BSPF - 03/12/2016
Agora que o governo e o Congresso estão mexendo em alguns
pontos importantes da legislação seria conveniente e oportuno que destravassem
(ou desengavetassem) propostas que visam à regulamentação de greve no serviço
público. Esse dispositivo da Constituição de 1988 ainda não foi regulamentado,
fato que causa transtornos para a população devido ao excesso de paralisações
em setores essenciais.
Um estudioso do assunto já disse que “parece evidente que
qualquer trabalhador deva ter o direito de reivindicação assegurado pela sociedade
e que, no impasse da negociação, também deva a ele ser garantido o exercício do
direito de greve”. No caso do servidor público esse exercício de paralisação,
como última forma de pressão, por vezes esbarra no interesse coletivo social,
no direito de terceiro, porque não dizer no senso da coletividade que enxerga
naquela função uma atividade essencial à sociedade.
O número exacerbado de movimentos de greve de servidores –
federais, estaduais e municipais – nesse momento de crise que o Brasil
atravessa, merece reflexão mais atenta na busca pela solução desse tipo de
conflito coletivo. Afinal, porque as escolas, o Judiciário, os hospitais,
autarquias federais, o INSS, o serviço de correio e, por vezes, a polícia,
param em protesto por causas diversas.
Ultimamente o STF tem se pronunciado para resolver
controvérsias e solucionar impasses pontuais, mas o correto e que houvesse
regulamentação legal sobre o tema. A última intervenção do Supremo foi para
declarar que o poder público deve descontar os dias parados por greve,
ressalvando que o desconto não poderá ser feito caso o movimento grevista tenha
sido motivado por conduta ilícita de o próprio Poder Público, e também deixou
em aberto a possibilidade de acordo de reposição dos dias parados.

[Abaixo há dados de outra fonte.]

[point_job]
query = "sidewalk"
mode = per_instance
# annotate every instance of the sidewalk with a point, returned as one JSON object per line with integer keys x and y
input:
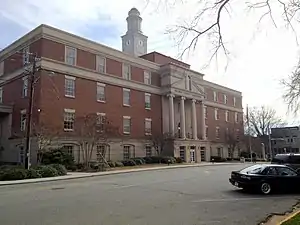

No julgamento no STF o ministro Gilmar Mendes citou as
greves praticamente anuais nas universidades públicas que duram meses a fio sem
que haja desconto. “É razoável a greve subsidiada? Alguém é capaz de dizer que
isso é licito? Há greves no mundo todo e envolvem a suspensão do contrato de
trabalho de imediato, tanto é que são constituídos fundos de greve”, registrou
o ministro em seu voto.
Para ter uma ideia mais clara, não faz muito tempo os
motoristas e cobradores de ônibus de Curitiba (que prestam serviço público, embora
pertencentes à iniciativa privada) fizeram indicativo de greve ‘por suposição’.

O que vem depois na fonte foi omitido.